To charge the battery I will need to remove the battery from the tool, so that I have access to the hole and barrel connector. To charge the pack you need a 21V DC power source. I plan to use my SkyRC iMax B6 charger: https://www.amazon.ca/ORIGINAL-Charger-Balancer-Lithium-Battery/dp/B00HED90RU . This charger is ideal for charging lithium batteries and it will provide a loud beeping sound when the battery is fully charged. That will work great in a noisy workshop!
Now my battery pack with its lithium batteries has a 2 Ah capacity which is greater than with the original 1.5 Ah NiCd’s. No more self discharging or memory effect worries. As an added bonus, the battery pack is now less than half the weight! With the NiCD batteries the pack weighed 855g, but now with the lithium batteries it weighs in at 399g. This is going to be great, because it will make the overall tool lighter and help reduce fatigue when using it.
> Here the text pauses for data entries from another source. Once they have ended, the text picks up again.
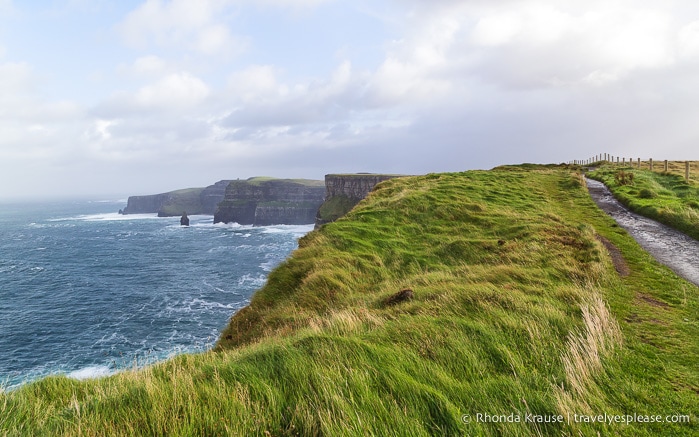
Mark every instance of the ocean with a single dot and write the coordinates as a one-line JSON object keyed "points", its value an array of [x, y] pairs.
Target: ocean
{"points": [[86, 292]]}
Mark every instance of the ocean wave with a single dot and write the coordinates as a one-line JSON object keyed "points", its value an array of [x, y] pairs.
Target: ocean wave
{"points": [[91, 372], [109, 216], [287, 229]]}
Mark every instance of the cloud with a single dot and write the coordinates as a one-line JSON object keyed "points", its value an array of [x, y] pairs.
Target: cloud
{"points": [[146, 66], [196, 26]]}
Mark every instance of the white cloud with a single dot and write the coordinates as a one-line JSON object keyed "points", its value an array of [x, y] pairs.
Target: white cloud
{"points": [[688, 40], [178, 90], [146, 66], [186, 24]]}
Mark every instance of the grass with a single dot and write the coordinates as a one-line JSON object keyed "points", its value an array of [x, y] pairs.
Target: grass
{"points": [[663, 196], [186, 200], [517, 310], [335, 207], [259, 180]]}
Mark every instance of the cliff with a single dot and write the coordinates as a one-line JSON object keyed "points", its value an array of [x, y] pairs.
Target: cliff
{"points": [[174, 203], [266, 201], [344, 191]]}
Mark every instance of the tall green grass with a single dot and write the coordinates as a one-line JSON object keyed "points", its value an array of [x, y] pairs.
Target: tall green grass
{"points": [[665, 197], [517, 310]]}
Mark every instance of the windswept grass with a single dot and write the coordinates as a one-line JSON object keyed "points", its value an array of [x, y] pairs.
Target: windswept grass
{"points": [[665, 197], [517, 312]]}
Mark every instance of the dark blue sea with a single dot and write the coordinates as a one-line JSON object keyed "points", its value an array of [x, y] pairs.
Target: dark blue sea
{"points": [[86, 292]]}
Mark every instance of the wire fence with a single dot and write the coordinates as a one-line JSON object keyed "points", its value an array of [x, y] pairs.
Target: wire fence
{"points": [[690, 169]]}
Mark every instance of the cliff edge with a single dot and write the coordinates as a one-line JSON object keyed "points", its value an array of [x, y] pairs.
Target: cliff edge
{"points": [[263, 201], [344, 191], [174, 203]]}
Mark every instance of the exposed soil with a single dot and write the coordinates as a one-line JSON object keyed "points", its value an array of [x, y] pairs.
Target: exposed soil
{"points": [[617, 258], [652, 301], [670, 247]]}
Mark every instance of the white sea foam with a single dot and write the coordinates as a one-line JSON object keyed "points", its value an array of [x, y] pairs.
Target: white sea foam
{"points": [[91, 372], [109, 216], [287, 229]]}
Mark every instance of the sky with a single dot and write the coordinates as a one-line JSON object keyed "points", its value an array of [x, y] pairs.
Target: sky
{"points": [[107, 97]]}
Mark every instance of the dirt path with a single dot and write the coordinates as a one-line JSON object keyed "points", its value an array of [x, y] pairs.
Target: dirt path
{"points": [[670, 247]]}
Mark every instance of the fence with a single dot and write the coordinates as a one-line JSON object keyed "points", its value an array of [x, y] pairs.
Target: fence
{"points": [[616, 160]]}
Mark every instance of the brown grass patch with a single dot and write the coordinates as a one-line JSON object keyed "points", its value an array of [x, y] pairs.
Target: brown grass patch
{"points": [[620, 265]]}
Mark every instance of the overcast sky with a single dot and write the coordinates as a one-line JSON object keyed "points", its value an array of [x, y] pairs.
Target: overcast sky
{"points": [[107, 97]]}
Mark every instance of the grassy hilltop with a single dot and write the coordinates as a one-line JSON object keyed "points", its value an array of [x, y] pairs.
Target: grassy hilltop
{"points": [[528, 302], [663, 196]]}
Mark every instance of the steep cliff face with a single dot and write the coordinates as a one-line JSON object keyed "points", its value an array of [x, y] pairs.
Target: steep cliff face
{"points": [[344, 191], [174, 203], [212, 195], [266, 201], [145, 204]]}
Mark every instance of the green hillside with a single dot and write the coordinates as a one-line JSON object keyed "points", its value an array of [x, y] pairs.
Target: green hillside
{"points": [[519, 315]]}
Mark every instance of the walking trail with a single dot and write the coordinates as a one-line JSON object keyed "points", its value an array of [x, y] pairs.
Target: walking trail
{"points": [[670, 247]]}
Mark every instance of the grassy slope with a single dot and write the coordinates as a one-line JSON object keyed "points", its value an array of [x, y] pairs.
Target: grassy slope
{"points": [[665, 197], [517, 309], [259, 180], [185, 200]]}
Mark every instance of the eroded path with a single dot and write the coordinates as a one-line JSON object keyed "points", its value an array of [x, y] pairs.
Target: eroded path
{"points": [[672, 248]]}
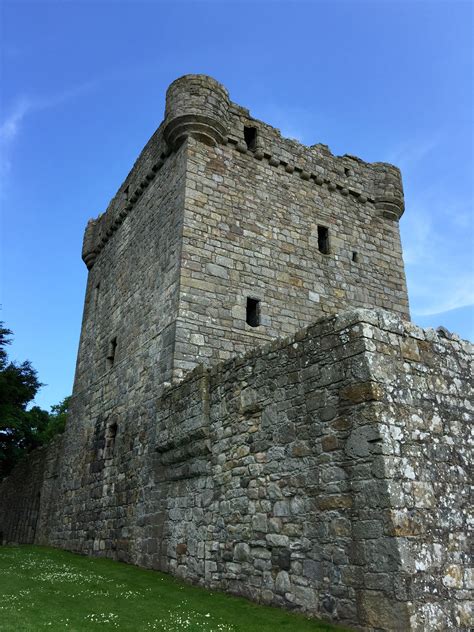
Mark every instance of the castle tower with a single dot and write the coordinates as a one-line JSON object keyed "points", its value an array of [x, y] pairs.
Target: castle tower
{"points": [[225, 235], [326, 471]]}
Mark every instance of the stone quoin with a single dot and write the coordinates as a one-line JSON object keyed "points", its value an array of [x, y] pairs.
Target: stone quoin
{"points": [[253, 410]]}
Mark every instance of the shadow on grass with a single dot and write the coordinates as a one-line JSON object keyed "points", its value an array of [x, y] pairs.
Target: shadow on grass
{"points": [[44, 588]]}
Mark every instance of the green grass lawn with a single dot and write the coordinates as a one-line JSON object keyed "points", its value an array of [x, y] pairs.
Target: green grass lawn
{"points": [[43, 588]]}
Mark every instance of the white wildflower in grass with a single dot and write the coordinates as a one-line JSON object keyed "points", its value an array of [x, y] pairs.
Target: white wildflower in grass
{"points": [[103, 618], [178, 620]]}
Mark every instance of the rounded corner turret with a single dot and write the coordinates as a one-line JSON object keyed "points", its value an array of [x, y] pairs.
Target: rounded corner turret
{"points": [[89, 249], [388, 190], [197, 106]]}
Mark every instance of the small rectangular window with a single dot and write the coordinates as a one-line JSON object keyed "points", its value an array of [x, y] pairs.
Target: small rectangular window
{"points": [[323, 239], [250, 136], [96, 295], [111, 353], [253, 312]]}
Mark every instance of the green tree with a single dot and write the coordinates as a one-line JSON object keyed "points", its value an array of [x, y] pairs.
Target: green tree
{"points": [[21, 429]]}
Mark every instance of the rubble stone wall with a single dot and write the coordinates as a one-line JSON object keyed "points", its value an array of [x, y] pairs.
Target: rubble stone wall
{"points": [[326, 471]]}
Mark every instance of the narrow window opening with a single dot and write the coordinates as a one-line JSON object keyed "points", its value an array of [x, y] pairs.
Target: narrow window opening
{"points": [[250, 135], [253, 312], [112, 431], [96, 295], [323, 239], [111, 353]]}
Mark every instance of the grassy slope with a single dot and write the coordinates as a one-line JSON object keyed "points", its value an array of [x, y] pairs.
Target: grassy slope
{"points": [[42, 588]]}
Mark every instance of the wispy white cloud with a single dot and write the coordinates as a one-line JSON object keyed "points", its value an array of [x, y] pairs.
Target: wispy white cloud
{"points": [[438, 253], [437, 231], [410, 154], [12, 124]]}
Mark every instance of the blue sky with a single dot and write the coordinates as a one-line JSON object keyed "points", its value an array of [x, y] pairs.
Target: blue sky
{"points": [[83, 88]]}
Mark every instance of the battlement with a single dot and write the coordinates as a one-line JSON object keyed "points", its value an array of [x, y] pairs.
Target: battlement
{"points": [[198, 106]]}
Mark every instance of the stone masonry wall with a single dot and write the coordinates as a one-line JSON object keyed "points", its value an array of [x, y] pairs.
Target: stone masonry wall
{"points": [[26, 492], [326, 472], [251, 230]]}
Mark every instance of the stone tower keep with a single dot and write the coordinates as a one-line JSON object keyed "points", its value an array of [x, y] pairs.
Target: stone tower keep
{"points": [[221, 221], [252, 409]]}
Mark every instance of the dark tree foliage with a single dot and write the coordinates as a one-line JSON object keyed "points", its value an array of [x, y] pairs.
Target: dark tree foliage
{"points": [[21, 430]]}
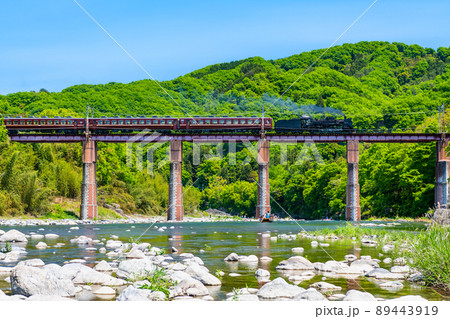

This all means that I get to work longer and spend more quality time in my workshop!
I’ve always been making things. My favorite class in grade school was shop! In High School my elective was Industrial Arts. Afterwards I went on to study Electrical Engineering and when I graduated I started working in hardware development at a small company. Making and creating things is something I grew up doing!